The core of the strategy is the GB300 NVL72, a liquid-cooled rack-scale system that packs 72 NVIDIA Blackwell Ultra GPUs and 36 Grace CPUs. It’s built for telecom-grade AI workloads, where real-time analytics and automation are critical. The platform uses NVIDIA’s Quantum-X800 InfiniBand or Spectrum-X Ethernet to connect these components, ensuring low-latency communication between GPUs and CPUs.

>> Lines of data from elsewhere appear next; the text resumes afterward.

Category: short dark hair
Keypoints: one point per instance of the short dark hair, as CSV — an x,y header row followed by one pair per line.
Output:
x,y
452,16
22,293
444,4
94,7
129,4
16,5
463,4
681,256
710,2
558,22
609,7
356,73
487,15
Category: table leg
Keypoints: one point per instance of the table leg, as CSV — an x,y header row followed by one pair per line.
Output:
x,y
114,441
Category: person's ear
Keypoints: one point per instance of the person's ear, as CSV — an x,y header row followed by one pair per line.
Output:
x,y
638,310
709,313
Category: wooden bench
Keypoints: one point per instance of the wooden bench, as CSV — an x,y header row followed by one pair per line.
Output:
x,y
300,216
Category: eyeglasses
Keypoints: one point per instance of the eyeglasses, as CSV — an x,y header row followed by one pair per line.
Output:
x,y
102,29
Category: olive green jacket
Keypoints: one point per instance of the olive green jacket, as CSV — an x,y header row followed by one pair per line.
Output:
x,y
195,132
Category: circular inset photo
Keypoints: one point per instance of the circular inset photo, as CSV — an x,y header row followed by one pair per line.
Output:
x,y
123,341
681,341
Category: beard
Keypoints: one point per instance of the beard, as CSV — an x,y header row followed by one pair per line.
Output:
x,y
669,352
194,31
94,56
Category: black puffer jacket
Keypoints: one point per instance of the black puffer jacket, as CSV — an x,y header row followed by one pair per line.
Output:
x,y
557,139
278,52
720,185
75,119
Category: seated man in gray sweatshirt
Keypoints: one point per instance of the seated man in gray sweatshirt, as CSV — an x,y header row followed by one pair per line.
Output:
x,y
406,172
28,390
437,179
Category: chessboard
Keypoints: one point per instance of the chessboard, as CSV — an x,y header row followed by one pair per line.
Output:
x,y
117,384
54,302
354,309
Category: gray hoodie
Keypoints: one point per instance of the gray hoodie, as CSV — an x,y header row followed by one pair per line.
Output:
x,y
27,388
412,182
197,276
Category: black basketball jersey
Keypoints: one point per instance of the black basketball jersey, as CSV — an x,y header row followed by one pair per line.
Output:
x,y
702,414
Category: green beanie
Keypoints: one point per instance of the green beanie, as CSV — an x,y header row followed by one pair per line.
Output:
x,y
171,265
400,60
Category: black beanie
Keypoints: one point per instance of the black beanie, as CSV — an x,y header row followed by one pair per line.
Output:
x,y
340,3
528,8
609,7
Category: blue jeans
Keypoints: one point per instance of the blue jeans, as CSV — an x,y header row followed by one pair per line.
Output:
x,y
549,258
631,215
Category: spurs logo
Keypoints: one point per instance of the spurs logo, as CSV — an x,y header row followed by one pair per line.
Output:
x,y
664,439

This isn’t just about raw power—it’s about efficiency. Gigabyte’s XN24-VC0-LA61, for example, uses direct liquid cooling to cram NVIDIA MGX architecture and Grace Blackwell NVL4 Superchips into a dense, energy-conscious design. Meanwhile, the G893-ZX1-AAX4 combines AMD EPYC 9005 CPUs with Instinct MI355X GPUs, balancing performance-per-watt for inference tasks while keeping costs in check.

Where the Data Meets AI

The real innovation lies in how these systems bridge the gap between raw data and actionable intelligence. Digital twins, a key focus for telecom operators, get a boost from Gigabyte’s XL44-SX2-AAS1. This platform uses eight RTX PRO 6000 Blackwell Server Edition GPUs to simulate network conditions in real time, with 800 GB/s of bandwidth through NVIDIA ConnectX-8 SuperNICs and PCIe Gen6 connectivity.

But the transformation doesn’t stop at the core. Gigabyte’s B683-Z80-LAS1 is a 6U blade server that pushes liquid cooling to its limits, removing over 90% of system heat while supporting AMD EPYC processors in a 1:1 CPU-to-NIC configuration. It’s built for AI cloud and neocloud services, where scalability and power efficiency are non-negotiable.

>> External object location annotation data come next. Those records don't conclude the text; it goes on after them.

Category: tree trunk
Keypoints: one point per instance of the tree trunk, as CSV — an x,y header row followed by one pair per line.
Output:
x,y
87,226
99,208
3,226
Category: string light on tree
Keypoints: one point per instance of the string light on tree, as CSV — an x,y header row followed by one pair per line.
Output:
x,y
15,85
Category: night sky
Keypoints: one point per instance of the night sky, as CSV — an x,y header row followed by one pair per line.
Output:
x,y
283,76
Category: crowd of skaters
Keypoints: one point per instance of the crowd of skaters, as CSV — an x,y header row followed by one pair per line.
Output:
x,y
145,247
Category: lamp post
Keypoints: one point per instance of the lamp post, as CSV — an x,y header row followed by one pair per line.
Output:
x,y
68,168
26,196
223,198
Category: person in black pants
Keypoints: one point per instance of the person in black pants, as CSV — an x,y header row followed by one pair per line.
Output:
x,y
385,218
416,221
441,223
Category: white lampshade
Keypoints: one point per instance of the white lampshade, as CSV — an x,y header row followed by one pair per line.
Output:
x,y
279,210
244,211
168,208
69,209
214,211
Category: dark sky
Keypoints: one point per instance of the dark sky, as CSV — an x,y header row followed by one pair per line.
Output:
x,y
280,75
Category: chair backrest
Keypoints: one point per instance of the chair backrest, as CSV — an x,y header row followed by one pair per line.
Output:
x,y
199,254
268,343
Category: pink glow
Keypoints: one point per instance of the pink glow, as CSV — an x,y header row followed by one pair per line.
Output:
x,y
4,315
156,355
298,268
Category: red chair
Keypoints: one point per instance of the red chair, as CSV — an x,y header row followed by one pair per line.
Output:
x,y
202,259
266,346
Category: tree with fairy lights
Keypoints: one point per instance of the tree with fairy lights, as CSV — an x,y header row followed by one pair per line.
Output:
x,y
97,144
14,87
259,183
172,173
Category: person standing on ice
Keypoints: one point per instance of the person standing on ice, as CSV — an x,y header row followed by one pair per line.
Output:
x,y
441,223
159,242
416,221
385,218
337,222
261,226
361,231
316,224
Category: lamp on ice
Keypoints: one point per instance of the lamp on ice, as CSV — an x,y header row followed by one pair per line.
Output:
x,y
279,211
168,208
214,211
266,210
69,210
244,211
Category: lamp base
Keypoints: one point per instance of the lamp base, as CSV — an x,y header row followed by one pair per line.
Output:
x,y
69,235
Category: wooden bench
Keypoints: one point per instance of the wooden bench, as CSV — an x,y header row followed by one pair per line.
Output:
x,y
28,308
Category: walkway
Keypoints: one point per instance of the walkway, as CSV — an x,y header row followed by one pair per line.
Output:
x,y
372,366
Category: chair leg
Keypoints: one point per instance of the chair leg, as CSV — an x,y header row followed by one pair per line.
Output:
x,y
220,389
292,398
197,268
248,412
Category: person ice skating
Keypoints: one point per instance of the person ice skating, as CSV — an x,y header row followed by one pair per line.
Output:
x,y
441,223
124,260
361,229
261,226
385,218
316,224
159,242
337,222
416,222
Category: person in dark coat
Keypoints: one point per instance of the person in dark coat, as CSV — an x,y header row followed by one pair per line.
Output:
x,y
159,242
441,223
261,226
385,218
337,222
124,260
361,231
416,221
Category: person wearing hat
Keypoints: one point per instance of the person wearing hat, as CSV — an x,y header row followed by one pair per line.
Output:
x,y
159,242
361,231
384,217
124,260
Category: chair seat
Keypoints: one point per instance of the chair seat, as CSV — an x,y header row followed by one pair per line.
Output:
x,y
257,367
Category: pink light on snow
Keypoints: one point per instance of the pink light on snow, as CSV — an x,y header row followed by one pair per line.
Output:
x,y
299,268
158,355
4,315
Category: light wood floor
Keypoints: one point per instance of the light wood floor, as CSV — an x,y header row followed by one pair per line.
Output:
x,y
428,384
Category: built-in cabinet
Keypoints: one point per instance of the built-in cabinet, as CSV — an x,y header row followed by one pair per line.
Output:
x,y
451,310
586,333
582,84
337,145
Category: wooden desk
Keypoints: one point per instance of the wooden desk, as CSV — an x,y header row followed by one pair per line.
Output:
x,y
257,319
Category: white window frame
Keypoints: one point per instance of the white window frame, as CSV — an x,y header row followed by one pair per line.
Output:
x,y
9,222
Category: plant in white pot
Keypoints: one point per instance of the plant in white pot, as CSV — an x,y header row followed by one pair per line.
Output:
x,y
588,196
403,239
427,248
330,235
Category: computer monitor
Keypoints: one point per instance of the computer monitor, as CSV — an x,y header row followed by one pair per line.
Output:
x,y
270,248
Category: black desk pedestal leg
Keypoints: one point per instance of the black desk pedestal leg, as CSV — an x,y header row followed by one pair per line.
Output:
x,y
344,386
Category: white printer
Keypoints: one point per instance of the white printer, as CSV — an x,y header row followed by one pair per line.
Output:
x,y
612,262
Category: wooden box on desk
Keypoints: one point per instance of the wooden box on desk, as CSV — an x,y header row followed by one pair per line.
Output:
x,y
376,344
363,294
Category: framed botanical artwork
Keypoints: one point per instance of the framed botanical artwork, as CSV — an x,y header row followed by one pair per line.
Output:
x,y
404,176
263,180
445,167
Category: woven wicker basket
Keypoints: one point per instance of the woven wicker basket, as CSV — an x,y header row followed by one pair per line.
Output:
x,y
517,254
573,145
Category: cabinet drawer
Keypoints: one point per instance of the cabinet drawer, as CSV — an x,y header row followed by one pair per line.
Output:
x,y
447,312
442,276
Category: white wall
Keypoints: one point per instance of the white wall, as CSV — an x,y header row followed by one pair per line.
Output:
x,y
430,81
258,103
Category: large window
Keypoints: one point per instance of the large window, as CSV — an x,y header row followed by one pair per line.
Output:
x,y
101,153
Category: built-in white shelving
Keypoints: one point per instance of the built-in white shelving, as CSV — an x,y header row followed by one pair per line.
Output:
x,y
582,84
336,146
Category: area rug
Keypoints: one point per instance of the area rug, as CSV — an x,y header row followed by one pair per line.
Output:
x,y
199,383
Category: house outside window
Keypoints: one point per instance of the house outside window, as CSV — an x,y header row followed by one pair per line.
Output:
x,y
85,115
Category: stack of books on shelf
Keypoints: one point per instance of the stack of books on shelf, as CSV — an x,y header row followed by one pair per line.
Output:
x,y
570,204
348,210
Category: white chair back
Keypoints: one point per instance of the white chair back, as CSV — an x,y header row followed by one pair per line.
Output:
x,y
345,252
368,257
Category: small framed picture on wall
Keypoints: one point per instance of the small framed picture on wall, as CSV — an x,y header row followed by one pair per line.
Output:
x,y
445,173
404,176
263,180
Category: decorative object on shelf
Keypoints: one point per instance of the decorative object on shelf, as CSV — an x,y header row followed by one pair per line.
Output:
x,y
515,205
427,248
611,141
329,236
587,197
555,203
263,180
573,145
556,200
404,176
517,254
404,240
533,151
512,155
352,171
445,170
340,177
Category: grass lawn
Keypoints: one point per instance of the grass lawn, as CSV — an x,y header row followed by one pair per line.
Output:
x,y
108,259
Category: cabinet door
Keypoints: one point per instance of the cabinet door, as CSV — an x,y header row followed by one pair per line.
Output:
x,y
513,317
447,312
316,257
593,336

Gigabyte Unveils AI-Powered Telecom Infrastructure for Next-Gen Network Intelligence

Edge AI: Bringing Intelligence to the Network Periphery

At the edge, Gigabyte’s W775-V10-L01 workstation stands out. Powered by NVIDIA’s GB300 Grace Blackwell Ultra Desktop Superchip, it supports up to 775 GB of coherent memory—enough for large-scale AI development right on a developer’s desk. The AI TOP ATOM, meanwhile, delivers a full petaFLOP of compute in a palm-sized form factor, perfect for rapid prototyping or deployment in constrained environments.

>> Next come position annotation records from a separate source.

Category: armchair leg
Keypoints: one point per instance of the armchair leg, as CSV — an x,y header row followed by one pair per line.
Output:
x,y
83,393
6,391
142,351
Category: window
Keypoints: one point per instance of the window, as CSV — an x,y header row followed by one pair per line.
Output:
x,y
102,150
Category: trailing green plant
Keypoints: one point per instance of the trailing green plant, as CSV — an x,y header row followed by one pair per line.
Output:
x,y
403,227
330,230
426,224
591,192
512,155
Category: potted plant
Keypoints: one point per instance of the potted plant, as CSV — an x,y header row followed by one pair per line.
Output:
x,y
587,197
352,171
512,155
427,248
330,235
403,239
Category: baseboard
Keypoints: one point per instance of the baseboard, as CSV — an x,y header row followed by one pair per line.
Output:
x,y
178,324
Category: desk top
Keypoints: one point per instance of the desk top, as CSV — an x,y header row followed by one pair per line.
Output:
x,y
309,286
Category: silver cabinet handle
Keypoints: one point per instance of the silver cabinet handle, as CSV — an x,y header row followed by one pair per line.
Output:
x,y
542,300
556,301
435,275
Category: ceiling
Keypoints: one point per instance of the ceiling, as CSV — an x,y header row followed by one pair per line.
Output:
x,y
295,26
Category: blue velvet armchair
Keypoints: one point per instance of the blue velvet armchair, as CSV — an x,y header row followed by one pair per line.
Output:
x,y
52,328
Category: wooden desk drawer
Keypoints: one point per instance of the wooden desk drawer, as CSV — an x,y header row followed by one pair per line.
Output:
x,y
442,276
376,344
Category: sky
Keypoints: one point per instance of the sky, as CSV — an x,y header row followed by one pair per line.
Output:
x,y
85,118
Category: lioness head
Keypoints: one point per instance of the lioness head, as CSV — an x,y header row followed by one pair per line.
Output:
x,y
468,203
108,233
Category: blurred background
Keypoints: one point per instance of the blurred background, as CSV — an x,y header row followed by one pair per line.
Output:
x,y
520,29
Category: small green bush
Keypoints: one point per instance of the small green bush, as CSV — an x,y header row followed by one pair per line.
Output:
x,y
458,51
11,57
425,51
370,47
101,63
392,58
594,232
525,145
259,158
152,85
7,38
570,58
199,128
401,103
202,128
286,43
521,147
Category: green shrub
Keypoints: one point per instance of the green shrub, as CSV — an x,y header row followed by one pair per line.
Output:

  • GB300 NVL72: 72 NVIDIA Blackwell Ultra GPUs + 36 Grace CPUs, liquid-cooled rack-scale platform
  • XN24-VC0-LA61: NVIDIA MGX architecture, Grace Blackwell NVL4 Superchips, direct liquid cooling
  • G893-ZX1-AAX4: AMD EPYC 9005 CPUs + Instinct MI355X GPUs, optimized for inference and modeling
  • XL44-SX2-AAS1: Eight RTX PRO 6000 Blackwell Server Edition GPUs, 800 GB/s bandwidth for digital twins
  • B683-Z80-LAS1: 6U blade server, AMD EPYC processors, full-system liquid cooling (90%+ heat removal)
  • W775-V10-L01: NVIDIA GB300 Grace Blackwell Ultra Desktop Superchip, up to 775 GB coherent memory
  • AI TOP ATOM: Compact edge AI workstation, up to one petaFLOP of compute

These platforms aren’t just about pushing more compute—they’re about redefining how telecom networks operate. The challenge now is whether operators can integrate these capabilities without overloading their existing infrastructure. But with Gigabyte’s focus on liquid cooling and power efficiency, the path forward looks clearer than ever.

For buyers, the message is simple: the future of telecom AI isn’t just coming—it’s here, and it’s built to scale.